No matter how selfless you try to be, its human nature that most people make decisions based on how much it will affect them, personally. This is especially true when people make the choice to act recklessly, thinking their actions will only make an impact on their own life.
It’s important to remember, though, that the choices we make each day have effects that go far beyond our own life, and when you make the choice to drive under the influence of drugs and alcohol, you could change the course of hundreds of lives through just one tragic mistake. In recognition of National Drunk and Drugged Driving month, we’re bringing awareness to the impact that these dangerous behaviors can have on all of us.

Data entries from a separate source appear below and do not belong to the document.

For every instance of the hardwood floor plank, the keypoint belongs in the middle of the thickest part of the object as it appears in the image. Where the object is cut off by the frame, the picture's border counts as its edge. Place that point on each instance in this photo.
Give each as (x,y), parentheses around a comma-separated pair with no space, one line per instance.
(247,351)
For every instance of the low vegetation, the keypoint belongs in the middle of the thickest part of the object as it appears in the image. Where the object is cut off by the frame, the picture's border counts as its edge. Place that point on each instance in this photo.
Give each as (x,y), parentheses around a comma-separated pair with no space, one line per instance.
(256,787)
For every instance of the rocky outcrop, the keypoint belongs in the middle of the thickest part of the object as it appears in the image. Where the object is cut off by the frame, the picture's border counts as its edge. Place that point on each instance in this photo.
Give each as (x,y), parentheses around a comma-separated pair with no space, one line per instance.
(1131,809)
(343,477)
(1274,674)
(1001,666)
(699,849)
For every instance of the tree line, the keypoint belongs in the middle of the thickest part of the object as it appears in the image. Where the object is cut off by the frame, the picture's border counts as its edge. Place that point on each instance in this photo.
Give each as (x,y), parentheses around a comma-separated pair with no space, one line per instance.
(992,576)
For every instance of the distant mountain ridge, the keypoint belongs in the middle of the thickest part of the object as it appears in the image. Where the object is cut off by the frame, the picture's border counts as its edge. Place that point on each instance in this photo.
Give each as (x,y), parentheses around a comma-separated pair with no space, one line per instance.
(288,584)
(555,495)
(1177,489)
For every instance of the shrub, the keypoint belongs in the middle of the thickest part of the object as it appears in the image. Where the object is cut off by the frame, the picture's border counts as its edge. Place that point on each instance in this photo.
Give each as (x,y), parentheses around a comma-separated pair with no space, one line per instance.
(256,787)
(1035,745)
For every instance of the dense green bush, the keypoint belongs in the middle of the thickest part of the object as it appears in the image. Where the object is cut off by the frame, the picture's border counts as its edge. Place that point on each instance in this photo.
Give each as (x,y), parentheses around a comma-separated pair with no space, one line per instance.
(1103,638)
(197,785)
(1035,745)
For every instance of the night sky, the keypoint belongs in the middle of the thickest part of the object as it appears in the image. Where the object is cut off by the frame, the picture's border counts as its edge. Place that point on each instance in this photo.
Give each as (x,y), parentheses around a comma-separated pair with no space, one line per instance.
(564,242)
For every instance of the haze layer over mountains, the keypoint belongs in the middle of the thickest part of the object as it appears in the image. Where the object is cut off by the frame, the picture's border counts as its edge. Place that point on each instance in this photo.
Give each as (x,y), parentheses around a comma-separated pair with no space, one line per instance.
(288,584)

Drunk and drugged driving is a large-scale problem for countries all over the world. MADD, Mothers Against Drunk Driving, is an international organization that collects statistics from several countries in order to highlight the need for education against driving while impaired. They estimate that on average, Canada loses between 1200-1500 citizens to accidents caused by impaired driving each year, and the US loses a staggering 10,000. Worldwide, 1 in 4 people are affected by impaired driving accidents every year. This means that you most likely personally know someone who has been in an accident because someone decided to drive while impaired, or worse, experienced the loss of a family member in such an accident. Each of those lives lost represent an entire community that then grieves the loss of one of their own, all caused by a completely preventable action.
Personal stories of loss
If you’ve never spoken to someone who has lost a loved one to an accident caused by impaired driving, you may not fully understand the impact that just one reckless choice can make in the lives of hundreds of people every day. MADD also assembles stories of victims and family members left behind when tragedy strikes, and one quote from their archives may give you pause the next time you’re faced with the choice to drive while under the influence of drugs and alcohol.
“Melissa has only one message for everyone: ‘Don’t drive under the influence of anything. We talk a lot about the dangers of drunk driving, but drugged driving is also a danger. Drugs didn’t kill Marky, but someone choosing to selfishly drive under the influence did.’ Melissa McNeill will always miss Marky on December 9.”